Des dépréciations d’actifs au plus bas
Marque de confiance dans les perspectives de développement, les dépréciations d’actifs sont tombées à un plus bas historique de 6 milliards d’euros (contre plus de 21 milliards en 2013, 2015 et 2020). Les pertes de valeur des écarts d’acquisition (goodwill) sont même tombées pour la première fois sous la barre du milliard d’euros, signe de la qualité des actifs acquis. “Les modèles d’affaires des sociétés rachetées ne sont pas remis en cause, grâce aux efforts d’intégration et aux performances obtenues, se félicite Nicolas Klapisz. Néanmoins, les entreprises - et leurs auditeurs - restent concentrées sur les tests de dépréciation, plus rigoureux et plus documentés, au regard d’un univers plus contraint.”
Après trois années de baisse, l’endettement progresse pour la deuxième année consécutive (+7% en 2023 et +8% en 2024 à 189 milliards d’euros). Un niveau qui demeure néanmoins inférieur à celui d’avant la crise sanitaire. Les bilans des entreprises restent très solides, “tant au regard de leurs fonds propres que de leur endettement rapporté à leur capacité bénéficiaire, souligne Nicolas Klapisz. Alors que la croissance organique reste faible, les sociétés recherchent des cibles pour acquérir des briques technologiques ou pour pénétrer un marché à l’export, et ont les moyens de financer ces opérations de croissance externe, d’autant que les fenêtres de financement, bancaire et obligataire, se sont rouvertes.”
Les projets d’acquisition n’empêchent pas le CAC 40 d’investir en interne, même si après trois années de hausse significative (+16% en 2021, +21% en 2022 et +14% en 2023), les investissements marquent légèrement le pas (-2%) à 98 milliards d’euros, tout en restant non loin de leur plus haut historique de 2023. “L’investissement dans l’outil de production est nécessaire pour rester compétitif sur le long terme”, rappelle Nicolas Klapisz.
Un taux de distribution difficile à maintenir
Malgré une baisse de 12,4% du bénéfice net du CAC 40 à 131 milliards d’euros - cachant de grandes disparités entre la hausse de 22% dans le secteur financier et la baisse de 33% dans l’industrie et le BTP - les entreprises ont maintenu le montant des dividendes versés, à 73 milliards d’euros. Soit un taux de distribution qui a atteint un record à 54% (+5 points en un an).

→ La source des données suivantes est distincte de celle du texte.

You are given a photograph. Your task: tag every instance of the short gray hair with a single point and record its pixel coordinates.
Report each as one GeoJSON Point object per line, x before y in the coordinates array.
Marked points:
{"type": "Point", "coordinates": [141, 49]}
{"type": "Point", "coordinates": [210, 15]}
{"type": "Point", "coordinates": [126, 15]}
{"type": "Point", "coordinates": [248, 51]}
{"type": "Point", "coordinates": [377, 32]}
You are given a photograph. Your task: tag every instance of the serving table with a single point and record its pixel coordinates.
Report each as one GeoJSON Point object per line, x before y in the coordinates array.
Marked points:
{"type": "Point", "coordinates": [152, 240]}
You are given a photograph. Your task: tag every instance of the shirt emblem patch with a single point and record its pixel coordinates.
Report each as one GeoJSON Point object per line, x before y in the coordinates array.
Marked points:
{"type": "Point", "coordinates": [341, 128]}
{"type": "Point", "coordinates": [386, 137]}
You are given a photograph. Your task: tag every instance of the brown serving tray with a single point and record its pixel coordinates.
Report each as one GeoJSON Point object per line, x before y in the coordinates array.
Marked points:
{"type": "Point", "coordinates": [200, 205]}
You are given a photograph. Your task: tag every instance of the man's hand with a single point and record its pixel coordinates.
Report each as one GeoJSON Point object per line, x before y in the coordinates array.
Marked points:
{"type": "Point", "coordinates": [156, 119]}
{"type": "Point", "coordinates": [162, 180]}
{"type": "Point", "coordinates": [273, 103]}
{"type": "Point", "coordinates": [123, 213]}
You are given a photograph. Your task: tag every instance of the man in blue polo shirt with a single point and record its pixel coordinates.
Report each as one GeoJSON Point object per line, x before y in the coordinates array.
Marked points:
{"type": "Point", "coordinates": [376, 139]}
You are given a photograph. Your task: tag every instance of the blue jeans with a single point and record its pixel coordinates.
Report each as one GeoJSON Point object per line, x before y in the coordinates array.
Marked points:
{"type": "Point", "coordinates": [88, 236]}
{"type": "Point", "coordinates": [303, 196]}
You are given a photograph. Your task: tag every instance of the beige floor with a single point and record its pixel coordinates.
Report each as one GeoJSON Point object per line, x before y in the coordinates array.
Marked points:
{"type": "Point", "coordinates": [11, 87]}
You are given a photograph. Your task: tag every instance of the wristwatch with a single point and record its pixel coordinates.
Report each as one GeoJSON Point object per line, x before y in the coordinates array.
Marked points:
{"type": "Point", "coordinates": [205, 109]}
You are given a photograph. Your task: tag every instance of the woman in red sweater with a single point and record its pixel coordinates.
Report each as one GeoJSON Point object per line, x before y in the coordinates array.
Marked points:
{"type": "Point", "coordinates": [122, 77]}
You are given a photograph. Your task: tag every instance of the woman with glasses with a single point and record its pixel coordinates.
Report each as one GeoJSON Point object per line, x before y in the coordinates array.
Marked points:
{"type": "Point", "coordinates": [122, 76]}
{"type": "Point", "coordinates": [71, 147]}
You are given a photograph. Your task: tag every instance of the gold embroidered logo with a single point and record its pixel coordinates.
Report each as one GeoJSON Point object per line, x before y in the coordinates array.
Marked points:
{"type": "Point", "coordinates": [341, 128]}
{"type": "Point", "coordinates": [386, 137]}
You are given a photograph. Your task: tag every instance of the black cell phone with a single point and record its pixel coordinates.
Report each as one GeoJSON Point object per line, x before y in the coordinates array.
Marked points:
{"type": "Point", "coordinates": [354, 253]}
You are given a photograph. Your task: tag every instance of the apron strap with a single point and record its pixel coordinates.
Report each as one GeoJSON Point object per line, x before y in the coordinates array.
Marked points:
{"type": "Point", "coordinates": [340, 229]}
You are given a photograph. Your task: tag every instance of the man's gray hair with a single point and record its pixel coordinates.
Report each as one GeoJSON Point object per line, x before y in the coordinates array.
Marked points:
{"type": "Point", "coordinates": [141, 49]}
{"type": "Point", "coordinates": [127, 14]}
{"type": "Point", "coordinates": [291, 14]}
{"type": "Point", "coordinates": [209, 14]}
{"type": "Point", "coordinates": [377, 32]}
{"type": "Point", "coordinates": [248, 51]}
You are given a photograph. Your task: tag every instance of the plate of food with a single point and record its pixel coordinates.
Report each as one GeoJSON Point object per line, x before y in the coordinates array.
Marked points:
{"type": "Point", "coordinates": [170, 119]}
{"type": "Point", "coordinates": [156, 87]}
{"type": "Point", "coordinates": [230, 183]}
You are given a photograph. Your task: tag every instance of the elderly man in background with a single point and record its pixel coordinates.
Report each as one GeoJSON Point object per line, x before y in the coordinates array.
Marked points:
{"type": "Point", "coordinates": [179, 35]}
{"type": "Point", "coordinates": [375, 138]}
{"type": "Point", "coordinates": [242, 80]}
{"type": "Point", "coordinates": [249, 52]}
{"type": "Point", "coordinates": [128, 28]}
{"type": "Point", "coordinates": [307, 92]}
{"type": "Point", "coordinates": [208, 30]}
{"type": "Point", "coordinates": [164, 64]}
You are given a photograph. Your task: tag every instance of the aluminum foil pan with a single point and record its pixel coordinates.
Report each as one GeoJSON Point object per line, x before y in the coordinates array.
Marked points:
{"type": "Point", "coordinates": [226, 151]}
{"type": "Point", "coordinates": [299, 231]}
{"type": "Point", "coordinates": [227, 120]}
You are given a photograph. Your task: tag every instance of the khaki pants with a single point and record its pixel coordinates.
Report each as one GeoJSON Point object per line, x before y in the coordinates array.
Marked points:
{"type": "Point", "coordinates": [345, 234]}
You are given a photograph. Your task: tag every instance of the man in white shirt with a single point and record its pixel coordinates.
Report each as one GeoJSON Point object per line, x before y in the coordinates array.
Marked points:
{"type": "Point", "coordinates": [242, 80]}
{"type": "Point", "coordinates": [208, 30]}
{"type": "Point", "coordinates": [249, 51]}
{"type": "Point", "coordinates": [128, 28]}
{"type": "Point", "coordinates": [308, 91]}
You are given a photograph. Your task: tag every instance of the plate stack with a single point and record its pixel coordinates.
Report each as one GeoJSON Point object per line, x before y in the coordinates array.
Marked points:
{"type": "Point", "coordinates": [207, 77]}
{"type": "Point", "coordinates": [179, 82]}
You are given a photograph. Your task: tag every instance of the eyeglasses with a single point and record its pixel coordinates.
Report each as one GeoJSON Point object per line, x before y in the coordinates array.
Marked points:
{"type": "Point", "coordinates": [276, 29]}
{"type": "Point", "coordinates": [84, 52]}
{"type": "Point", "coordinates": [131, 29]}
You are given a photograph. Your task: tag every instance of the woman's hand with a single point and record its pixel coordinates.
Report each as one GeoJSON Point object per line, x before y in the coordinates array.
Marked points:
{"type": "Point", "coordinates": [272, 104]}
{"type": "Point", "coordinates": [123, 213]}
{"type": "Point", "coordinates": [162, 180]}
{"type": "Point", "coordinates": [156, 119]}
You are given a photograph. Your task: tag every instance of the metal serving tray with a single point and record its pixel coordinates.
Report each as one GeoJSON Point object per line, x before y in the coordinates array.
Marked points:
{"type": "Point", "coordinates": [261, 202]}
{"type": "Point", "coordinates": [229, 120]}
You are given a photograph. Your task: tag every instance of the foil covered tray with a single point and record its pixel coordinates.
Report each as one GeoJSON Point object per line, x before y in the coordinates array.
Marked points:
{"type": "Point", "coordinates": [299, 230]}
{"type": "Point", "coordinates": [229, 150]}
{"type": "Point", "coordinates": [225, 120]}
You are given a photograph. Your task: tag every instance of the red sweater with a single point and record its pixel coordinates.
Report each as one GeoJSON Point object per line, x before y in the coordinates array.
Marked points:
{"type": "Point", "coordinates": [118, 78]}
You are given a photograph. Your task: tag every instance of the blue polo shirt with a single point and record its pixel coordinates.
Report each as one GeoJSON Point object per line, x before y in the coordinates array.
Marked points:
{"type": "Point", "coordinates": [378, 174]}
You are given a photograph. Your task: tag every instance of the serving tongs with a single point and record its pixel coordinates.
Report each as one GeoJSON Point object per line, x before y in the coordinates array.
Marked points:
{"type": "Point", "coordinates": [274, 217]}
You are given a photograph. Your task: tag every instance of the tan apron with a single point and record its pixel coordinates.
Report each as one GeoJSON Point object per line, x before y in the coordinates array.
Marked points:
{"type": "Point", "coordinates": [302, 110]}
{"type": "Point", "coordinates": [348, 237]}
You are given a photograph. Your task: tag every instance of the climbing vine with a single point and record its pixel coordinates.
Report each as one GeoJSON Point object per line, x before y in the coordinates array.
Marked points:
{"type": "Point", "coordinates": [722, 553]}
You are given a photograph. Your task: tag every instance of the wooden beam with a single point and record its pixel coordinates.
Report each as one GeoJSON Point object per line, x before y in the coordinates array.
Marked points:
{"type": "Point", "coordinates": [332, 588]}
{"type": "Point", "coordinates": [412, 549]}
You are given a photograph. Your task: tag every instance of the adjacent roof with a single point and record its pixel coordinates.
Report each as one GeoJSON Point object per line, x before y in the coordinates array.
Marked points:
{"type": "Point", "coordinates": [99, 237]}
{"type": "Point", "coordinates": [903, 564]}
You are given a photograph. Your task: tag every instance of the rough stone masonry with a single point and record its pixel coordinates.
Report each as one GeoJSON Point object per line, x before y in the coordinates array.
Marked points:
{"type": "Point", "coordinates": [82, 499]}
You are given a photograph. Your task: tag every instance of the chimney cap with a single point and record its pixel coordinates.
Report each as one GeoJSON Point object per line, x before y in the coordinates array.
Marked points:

En fonction des résultats 2025, “nous nous interrogeons sur la capacité des entreprises à maintenir ce ratio, confie Nicolas Klapisz. Les incertitudes présentes en 2024 subsistent en 2025, avec en outre celles sur les tarifs douaniers. Toutefois, depuis, la crise Covid, l’incertitude est devenue la norme. Les entreprises l’ont intégrée. Les dirigeants élaborent davantage de scénarios, font des analyses plus poussées et prennent plus de temps pour les acquisitions.”